Photo courtesy TriMet
Portland, Ore.-based TriMet plans to implement an electronic fare system, beginning on a limited basis, as early as September 2015 with a full launch in 2017.
Electronic fares, or eFares, will allow riders to conveniently and quickly pay fares by tapping a contactless payment device against an electronic reader — no exact change or paper ticket needed.
Fares could be purchased with a transit-only smart card; using a bank-issued credit or debit card equipped with a microchip; or via a smartphone equipped with Near Field Communications. Riders simply tap one of these payment options against an electronic reader or validator near the fare box on a bus or on a MAX platform.
For those who don’t have a bank account, eFare cards similar to gift cards could be purchased and money loaded onto them. The cards could be purchased at convenience stores, grocery stores and other retail outlets. This will improve access for everyone, especially low-income riders.

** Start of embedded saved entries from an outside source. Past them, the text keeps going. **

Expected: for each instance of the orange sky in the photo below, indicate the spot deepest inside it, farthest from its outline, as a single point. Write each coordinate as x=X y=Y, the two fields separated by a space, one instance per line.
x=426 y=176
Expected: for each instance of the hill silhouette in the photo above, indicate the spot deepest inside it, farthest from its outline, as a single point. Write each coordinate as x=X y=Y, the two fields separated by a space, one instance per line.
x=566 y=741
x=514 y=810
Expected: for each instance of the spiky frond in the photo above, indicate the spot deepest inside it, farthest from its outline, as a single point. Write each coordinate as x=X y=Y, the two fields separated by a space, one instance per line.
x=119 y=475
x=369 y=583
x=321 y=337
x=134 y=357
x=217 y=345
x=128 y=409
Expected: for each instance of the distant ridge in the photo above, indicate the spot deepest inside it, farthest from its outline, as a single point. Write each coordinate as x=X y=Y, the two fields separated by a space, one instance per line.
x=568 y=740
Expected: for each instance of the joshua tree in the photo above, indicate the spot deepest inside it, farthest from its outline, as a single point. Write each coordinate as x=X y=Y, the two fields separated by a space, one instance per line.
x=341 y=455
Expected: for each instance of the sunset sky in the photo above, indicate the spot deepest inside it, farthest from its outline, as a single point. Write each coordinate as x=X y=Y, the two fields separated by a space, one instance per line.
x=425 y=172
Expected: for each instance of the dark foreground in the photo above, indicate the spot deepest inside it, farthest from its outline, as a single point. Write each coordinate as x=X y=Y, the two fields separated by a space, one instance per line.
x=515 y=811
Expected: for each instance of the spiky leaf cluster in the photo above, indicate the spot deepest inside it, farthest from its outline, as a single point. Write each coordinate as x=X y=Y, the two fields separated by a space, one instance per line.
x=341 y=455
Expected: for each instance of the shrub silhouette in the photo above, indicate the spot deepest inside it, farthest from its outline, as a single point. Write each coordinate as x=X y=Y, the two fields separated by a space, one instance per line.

Another benefit for frequent transit users and low income riders would be daily and monthly caps on fares paid. Currently a Day Pass costs $5 for an adult and is good for unlimited trips in a given day. The eFare system would also have a daily maximum cost. The same is true on a monthly basis.
According to the agency, TriMet will be the first U.S. multimodal transit system to implement a mobile ticketing smartphone app that lets riders buy and use tickets on smartphones for use on our buses and trains. The free TriMet Tickets mobile app will be launched in August.
The eFare system will cost up to $30 million to implement, but should pay for itself over time. It’s expected to reduce fare evasion, increase revenue, and reduce costs associated with ticket vending machines, cash purchases and collection processing.
While an eFare system would not replace TriMet’s current ticket vending machines, the agency expects eFare incentives and adjustments to the machines to drive more riders to electronic payment.
No decisions will be made until the public can weigh in on possible changes.
This summer, TriMet will send out requests for proposals from contractors who could provide elements of the eFare system. By September 2015, when the Portland-Milwaukie Light Rail line opens, employee testing is expected to be underway. In 2016, TriMet plans to move to limited customer segment testing and then launch eFare systemwide in 2017.